Here is a news update from Taxpayers for Common Sense. TCS is the best organization that monitors excessive government spending, corruption and corporate welfare.
Homeland Insecurity Spending
The President’s budget that will be introduced next month will be stuffed with losers. With the deficit swelling, the President and Congress both know that their choice is between tightening our belts now or leaving our children to swim in an ocean of red ink.
One agency that will escape any budget scrutiny will be the Department of Homeland Security (DHS). The 22 agency, 180,000 person department spends about $32 billion a year and is generally considered politically untouchable. However, because of the agency’s critical mission, there is an urgent need to question the ways in which DHS money is being spent.
Should firefighters in Alaska get the same equipment as those in New York? Should the federal government try to equally protect 7,500 miles of border and 95,000 miles of coastline? With the federal government unable to finance every perceived anti-terrorism need, the experts say it is time for better prioritization.
As an example, Alaska apparently has $2 million in homeland security funds it doesn’t know how to spend. When the state proposed buying a jet with the money, the Department of Homeland Security said no, but rather than rescind the dough, they gave Alaska a mulligan and told them to come up with another option.

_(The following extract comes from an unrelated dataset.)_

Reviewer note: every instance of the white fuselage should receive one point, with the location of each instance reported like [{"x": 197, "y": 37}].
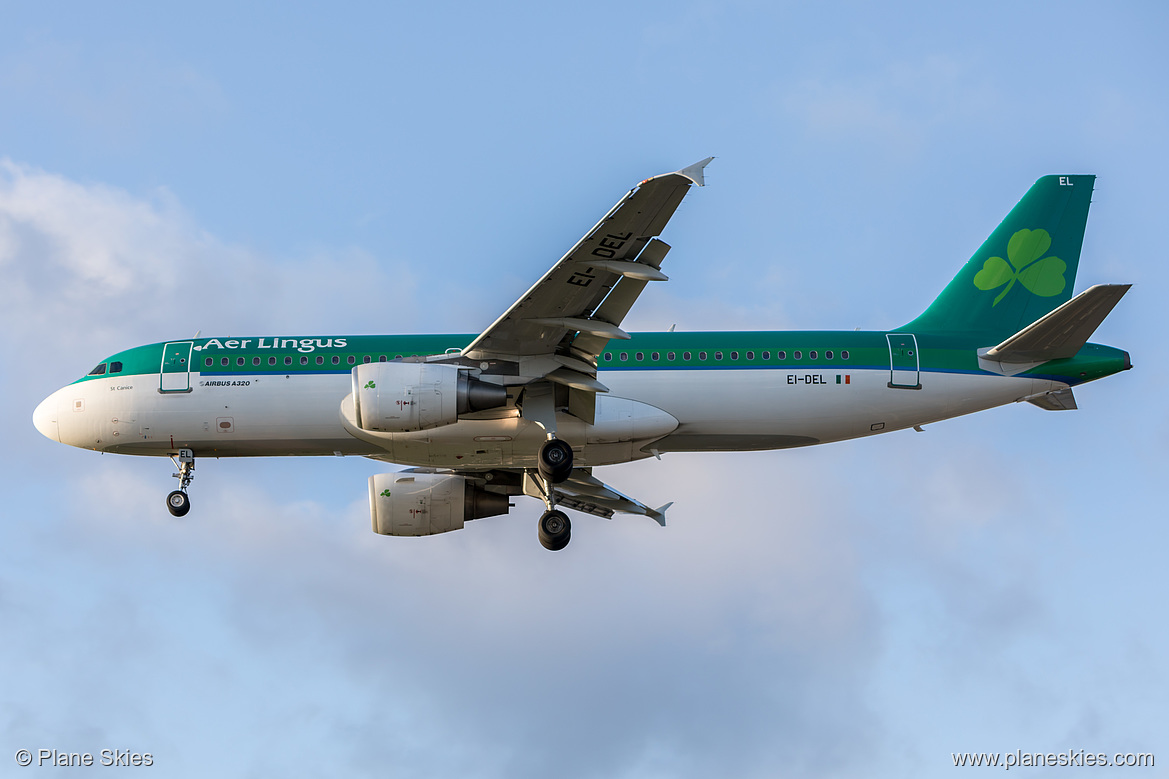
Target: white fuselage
[{"x": 645, "y": 411}]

Congress is treating homeland security in general, and getting funds to the most vulnerable cities in particular, as if it were just another pork-barrel transportation bill. That’s why Alaska got three times the amount per resident than New York did — clearly a problem, unless the general consensus is that Anchorage is at higher risk for terror attacks than New York.
Pennsylvania got a paltry $5.50 per capita in federal counterterrorism funding in 2003. By comparison, Wyoming got $35.03, thanks to rural-state members in Congress, who have blocked attempts to come up with a more reasonable formula for spreading security dollars around.

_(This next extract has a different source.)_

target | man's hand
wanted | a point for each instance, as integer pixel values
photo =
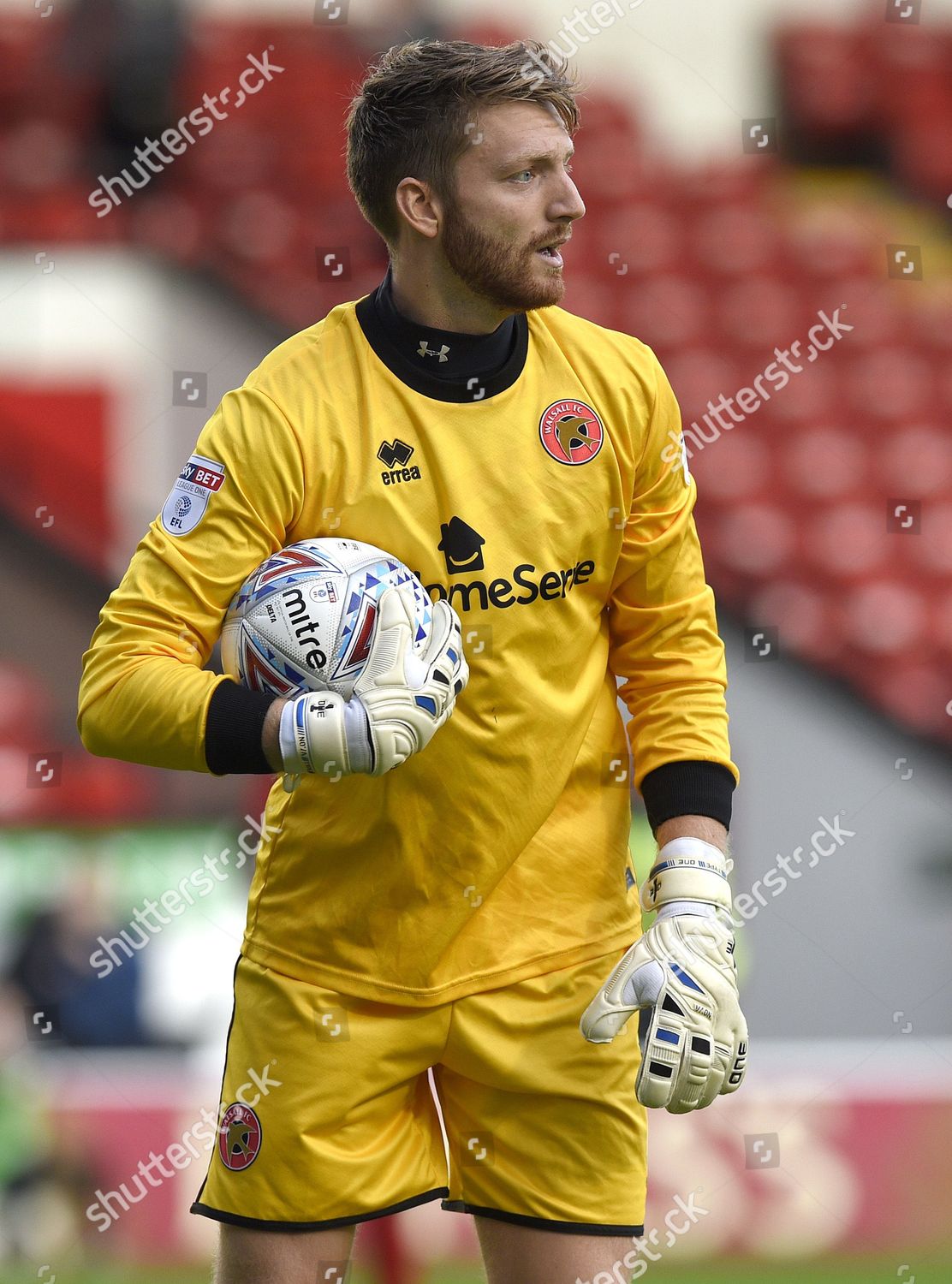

In addition to the distribution inequity, many states are spending their funds on frivolous items. In Virginia, a small volunteer fire department spent $350,000 on a custom-made fire boat. The Northern Marianas Islands, an archipelago of 69,000 people situated 3,000 miles west of Hawaii, has received $11.2 million in federal homeland security grants since June 2002. Warren County, Michigan spent $6,700 on traffic cones, signs, and barricades.
Clearly, homeland security spending needs more scrutiny. The 9/11 commission recognized as much, noting in their report that, “Homeland security assistance should be based strictly on an assessment of risks and vulnerabilities Congress should not use this money as a pork barrel.”

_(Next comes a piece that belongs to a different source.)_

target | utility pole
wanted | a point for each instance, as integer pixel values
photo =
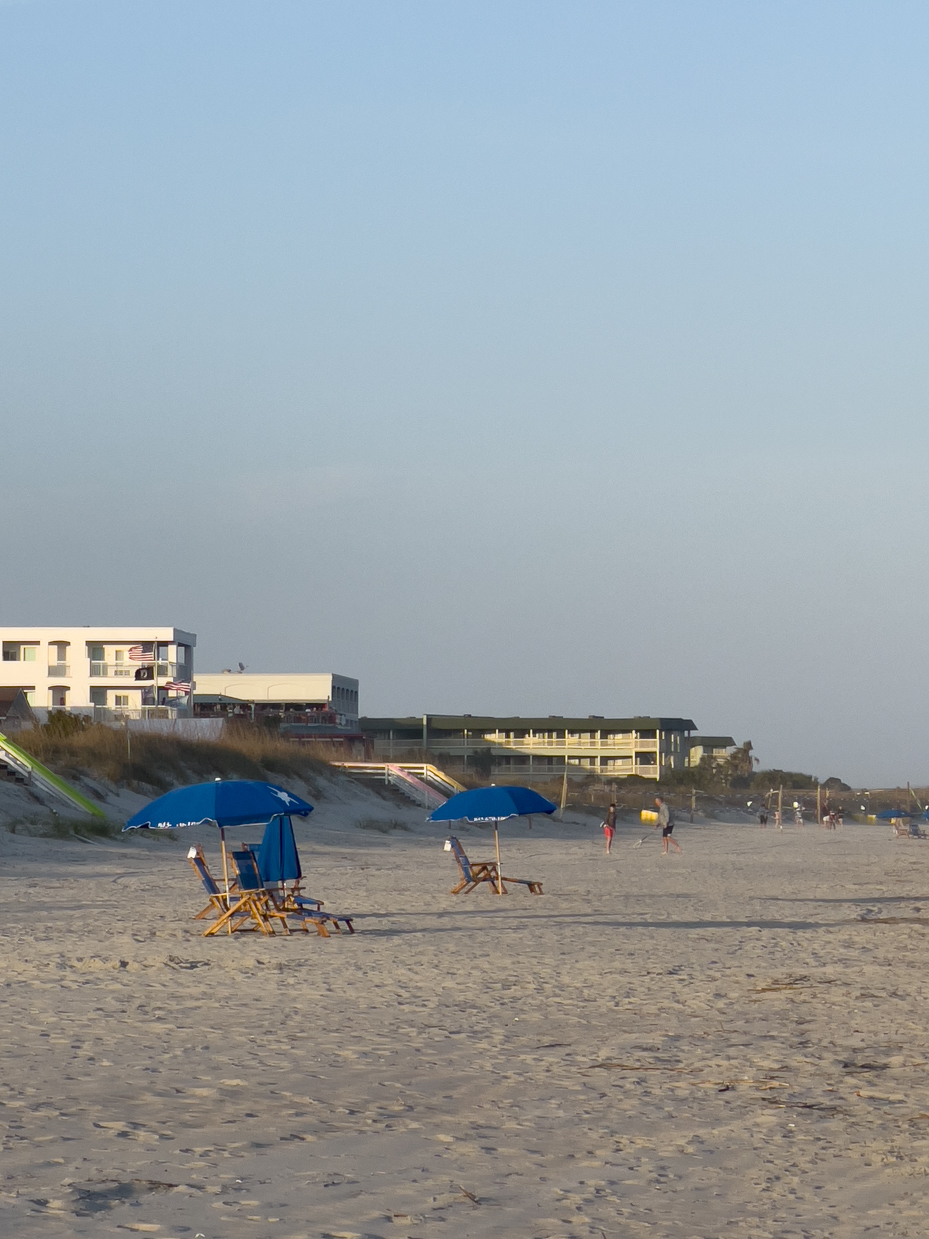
(564, 782)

Congress tried to fix the problem with its Urban Area Security Initiative, which identified seven cities deemed most vulnerable to terrorism. Unfortunately, the list swiftly grew to 51 cities, thanks to a Congressional penchant for pork, and the grease was spread to everyone rather than the priority regions where the threat of terrorism is most urgent.
And that effort didn’t get to the root of problem: a homeland security funding structure that guarantees a minimum dollar amount to every state, regardless of risk. That immediately locks up 40 percent of state homeland security dollars.
Congress needs to recognize that security needs aren’t equal across the nation. Eash state doesn’t face the same risks, so they shouldn’t get equivalent funding. Congress is notorious for bringing home the bacon, but if we waste precious homeland defense dollars, we all may fry.